Но вот прошло три дня, и четыре, и пять, а Егорыч на работе не
появлялся. Позвонили ему домой, соседи ответили, что он не приезжал.
Подождали еще пару дней. Запахло увольнением за прогулы или несчастным
случаем. Я зашел к Лебедеву и выяснил, что речь может идти скорее о первом.
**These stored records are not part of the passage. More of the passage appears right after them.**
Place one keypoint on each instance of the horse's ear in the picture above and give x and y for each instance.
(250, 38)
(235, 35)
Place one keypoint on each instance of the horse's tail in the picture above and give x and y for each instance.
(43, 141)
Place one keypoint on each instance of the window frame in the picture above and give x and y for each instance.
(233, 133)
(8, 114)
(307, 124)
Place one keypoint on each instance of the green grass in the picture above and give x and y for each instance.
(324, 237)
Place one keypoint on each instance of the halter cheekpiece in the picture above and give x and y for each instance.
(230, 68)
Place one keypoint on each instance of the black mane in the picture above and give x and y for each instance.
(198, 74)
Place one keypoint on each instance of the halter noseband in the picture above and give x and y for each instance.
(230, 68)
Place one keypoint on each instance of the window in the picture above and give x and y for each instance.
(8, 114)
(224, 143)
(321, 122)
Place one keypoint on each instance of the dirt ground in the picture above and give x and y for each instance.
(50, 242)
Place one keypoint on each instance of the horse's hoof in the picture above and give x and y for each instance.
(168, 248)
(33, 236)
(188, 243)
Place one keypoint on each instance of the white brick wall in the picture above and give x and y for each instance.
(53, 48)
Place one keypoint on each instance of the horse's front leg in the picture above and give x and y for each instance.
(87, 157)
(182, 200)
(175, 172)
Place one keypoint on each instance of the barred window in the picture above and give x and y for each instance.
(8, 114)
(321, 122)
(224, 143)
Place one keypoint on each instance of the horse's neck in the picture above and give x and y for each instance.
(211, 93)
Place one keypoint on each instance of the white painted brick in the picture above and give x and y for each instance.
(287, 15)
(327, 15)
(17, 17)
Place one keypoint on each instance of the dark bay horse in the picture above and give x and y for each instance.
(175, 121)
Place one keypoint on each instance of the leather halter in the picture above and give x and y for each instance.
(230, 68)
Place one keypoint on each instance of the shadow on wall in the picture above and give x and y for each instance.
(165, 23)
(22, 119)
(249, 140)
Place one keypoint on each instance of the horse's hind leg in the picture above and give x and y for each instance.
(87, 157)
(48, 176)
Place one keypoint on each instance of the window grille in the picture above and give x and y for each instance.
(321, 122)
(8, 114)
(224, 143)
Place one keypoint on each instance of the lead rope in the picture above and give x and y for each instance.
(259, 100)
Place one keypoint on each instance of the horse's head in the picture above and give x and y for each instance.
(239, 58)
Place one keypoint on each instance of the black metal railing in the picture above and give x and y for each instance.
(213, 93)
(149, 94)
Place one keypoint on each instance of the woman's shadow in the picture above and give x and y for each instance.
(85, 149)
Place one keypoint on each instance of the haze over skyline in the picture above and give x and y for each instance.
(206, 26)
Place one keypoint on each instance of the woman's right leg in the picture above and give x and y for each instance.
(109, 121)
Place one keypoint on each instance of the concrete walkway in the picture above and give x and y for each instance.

Егорыч, когда выбивал командировку, говорил, оказывается, что ему нужны не
три дня, а неделя-другая. Петр Михайлович резонно ему ответил, что и
трехдневную поездку к морю провести через центральную бухгалтерию весьма
трудно, так как договорных денег отдел не имеет, а тематика работ такие
командировки не предусматривает.
Егорыч ничего толком Лебедеву не объяснил, но пообещал, что получит
интересные результаты, которые якобы могут привести к пересмотру всех
перспектив наших работ.
Лебедев посчитал это очередной экстравагантностью Егорыча, но решил
проверить, что из всего этого выйдет. И вот выходило, что надо было
"принимать меры".
Петр Михайлович предложил мне смотаться в городок, куда укатил Егорыч,
и, разобравшись в ситуации на месте, привезти, как он выразился, "сумрачного
кибернетика" в Москву.
Городок был совсем небольшой, я обошел его весь за два часа, но как
найти в нем человека? Даже если это такой заметный человек, как Егорыч.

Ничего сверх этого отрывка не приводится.